Dans l'affaire T 1808/06, la chambre a rappelé que pour satisfaire à l'exigence de l'art. 84 CBE selon laquelle les revendications doivent se fonder sur la description, toute divulgation dans la description et/ou les dessins qui est incompatible avec l'objet modifié devrait normalement être retirée (voir aussi T 1883/11, T 1252/11, T 237/16). Toute référence à des modes de réalisation qui ne sont plus couverts par les revendications modifiées doit être supprimée, à moins que ceux-ci puissent raisonnablement être jugés utiles pour mettre en relief des aspects spécifiques de l'objet modifié. En pareil cas, le fait qu'un mode de réalisation n'est pas couvert par les revendications doit être clairement indiqué (voir aussi T 978/16). La référence à l'art. 69(1) CBE n'était pas appropriée pour justifier une adaptation moins stricte de la description et induisait en erreur dans la mesure où l'on pouvait croire que son contenu était applicable directement au stade de l'examen ou de l'opposition. Or, ce n'était clairement pas le cas étant donné que cet article concerne l'étendue de la protection (voir le présent chapitre II.A.6.2.1 "Décision G 1/24" et II.A.6.2.3b) "Base juridique pour l'utilisation de la description et des dessins pour interpréter les revendications fournie dans la jurisprudence antérieure à l'affaire G 1/24"). Ce n'est que dans des situations où il est impossible, pour des raisons de procédure, de supprimer des incohérences (p. ex. pas de modification possible de la version délivrée) que l'art. 69(1) CBE pouvait être invoqué, en tant que solution purement subsidiaire, pour interpréter l'objet revendiqué.
Dans l'affaire T 1989/18, la chambre a fait valoir que, si les revendications sont claires en elles-mêmes et qu'elles se fondent sur la description, leur clarté n'est pas affectée dans le cas où la description contient un objet qui n'a pas été revendiqué. L'art. 84 CBE ne peut pas servir de base juridique à un rejet en pareil cas. L'art. 69 CBE n'est pas pertinent pour apprécier la clarté, étant donné qu'il ne traite que de l'étendue de la protection conférée. En l'absence d'une objection pour absence d'unité au titre de l'art. 82 CBE, la chambre n'a pas vu comment la règle 42(1)c) CBE pourrait servir de base juridique pour exiger du demandeur, de manière générale, qu'il mette en conformité la description avec les revendications envisagées pour la délivrance du brevet et qu'il supprime les passages de la description qui divulguent des modes de réalisation non revendiqués. Dans un certain nombre de décisions, les chambres de recours ont invoqué la règle 48(1)c) CBE comme base juridique potentielle pour exiger l'adaptation de la description à l'objet revendiqué. Cependant, la chambre, tenant compte du libellé et de l'historique de la règle 48(1)c) CBE, a considéré que cette disposition ne pouvait pas faire office de base juridique pour rejeter une demande si la description n'était pas adaptée à l'objet revendiqué.

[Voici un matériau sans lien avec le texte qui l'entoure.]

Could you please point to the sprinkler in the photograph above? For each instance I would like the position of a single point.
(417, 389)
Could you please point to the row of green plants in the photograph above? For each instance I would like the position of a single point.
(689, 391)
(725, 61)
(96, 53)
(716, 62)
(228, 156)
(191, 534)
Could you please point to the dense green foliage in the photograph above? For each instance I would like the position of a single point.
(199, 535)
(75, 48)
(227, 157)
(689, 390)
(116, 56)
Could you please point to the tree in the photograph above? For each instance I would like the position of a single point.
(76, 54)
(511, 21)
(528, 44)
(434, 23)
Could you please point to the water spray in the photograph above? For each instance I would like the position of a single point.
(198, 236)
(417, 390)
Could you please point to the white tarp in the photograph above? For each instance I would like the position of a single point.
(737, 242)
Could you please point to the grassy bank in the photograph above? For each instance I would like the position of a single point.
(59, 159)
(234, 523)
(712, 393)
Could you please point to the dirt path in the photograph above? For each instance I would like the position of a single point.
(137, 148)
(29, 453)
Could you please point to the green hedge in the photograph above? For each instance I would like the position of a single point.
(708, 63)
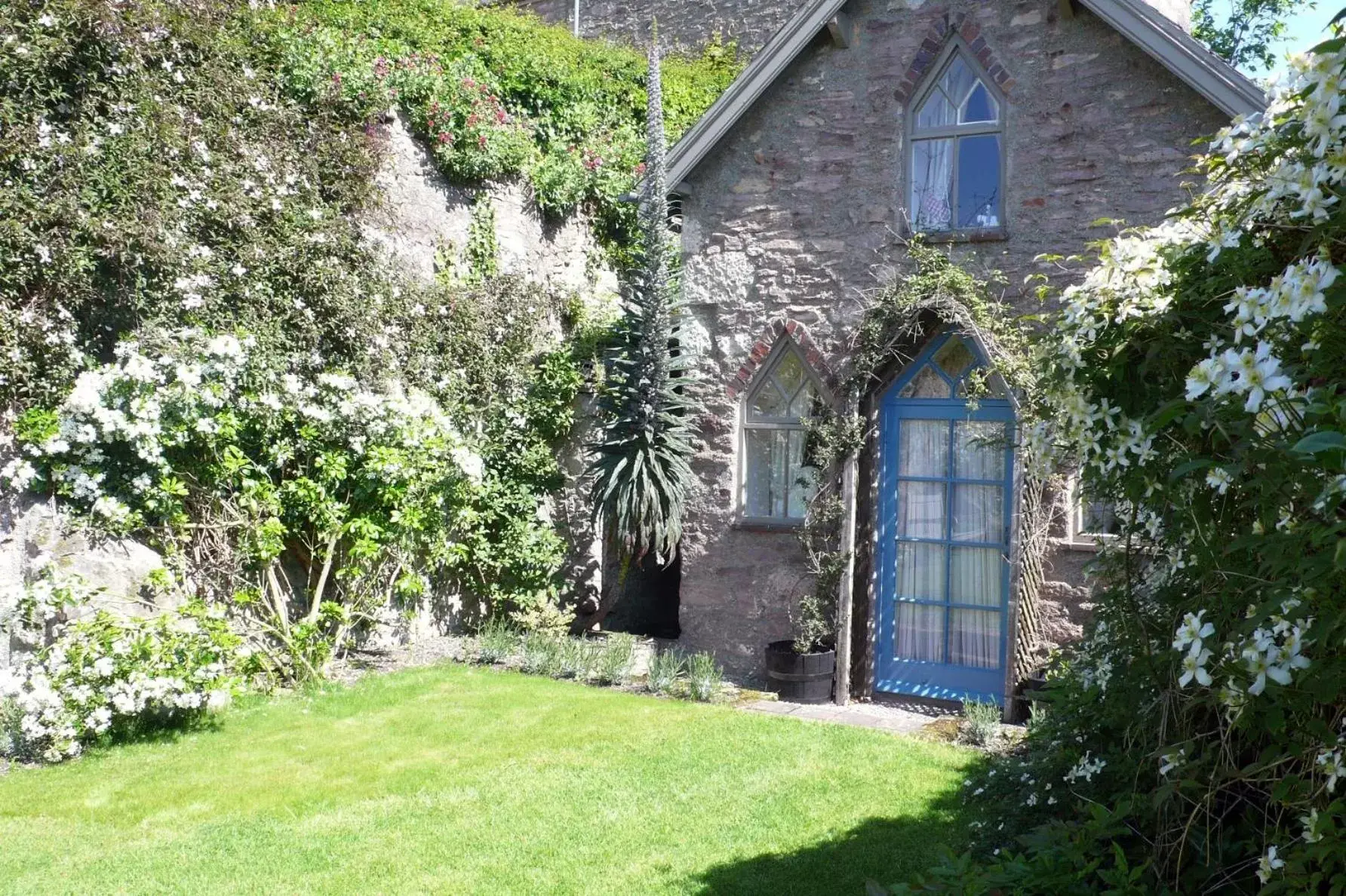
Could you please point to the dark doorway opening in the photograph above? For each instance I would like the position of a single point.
(649, 597)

Dans l'affaire T 1024/18, la chambre n'a pas suivi la décision T 1989/18. Elle a rappelé qu'en vertu de la jurisprudence constante des chambres de recours, l'exigence selon laquelle les revendications doivent se fonder sur la description suppose que l'intégralité de la description soit conforme à toutes revendications considérées comme satisfaisant à la CBE. Le fait qu'il s'agisse là de la jurisprudence constante des chambres de recours découle également des remarques explicatives relatives à l'art. 11 RPCR, qui indiquent que le renvoi à la première instance est toujours possible en vue d'adapter la description. La chambre a estimé que l'exigence de l'art. 84 CBE selon laquelle les revendications doivent se fonder sur la description implique que la description soit conforme aux revendications, non seulement en partie mais dans son intégralité. La chambre a confirmé que lorsque des modifications sont apportées aux revendications, la description doit être mise en conformité avec ces dernières de sorte qu'aucune information contredisant le libellé des revendications ne soit donnée au lecteur. La chambre a déclaré que les modes de réalisation de l'invention qui ne sont pas compatibles avec les revendications doivent donc être supprimés ou clairement indiqués au lecteur. Les passages concernés peuvent par exemple être reformulés afin qu'il apparaisse clairement que ceux-ci ne font pas ou plus partie de l'invention. La décision T 1024/18 a été suivie par T 2378/13, T 2766/17, T 1968/18, T 2293/18, T 2685/19, T 3097/19, T 121/20, T 1516/20, T 438/22, T 673/22.
Dans l'affaire T 1444/20, la chambre a souligné que si des clauses semblables à des revendications dans la description n'entraînent aucun manque de clarté des revendications effectives, il s'ensuit que l'art. 84 CBE ne peut pas être invoqué pour en justifier la suppression. La chambre a par ailleurs relevé que l'intégralité de la rubrique "Modes de réalisation spécifiques de l'invention", lorsque les clauses semblables à des revendications étaient incluses, portait sur le même objet que les revendications. Aussi constituait-elle pour les revendications un fondement supplémentaire sur la description, comme l'exige également l'art. 84 CBE. En ce qui concerne la suppression de la rubrique "Modes de réalisation spécifiques de l'invention" de la description comme étant un objet "redondant", la chambre a suivi la décision T 1989/18. Les règles 42(1)c) CBE et règle 48(1)c) CBE ne sauraient ainsi être invoquées pour exiger la mise en conformité de la description avec les revendications de la requête principale ou la suppression des passages de la description qui divulguent des modes de réalisation non revendiqués.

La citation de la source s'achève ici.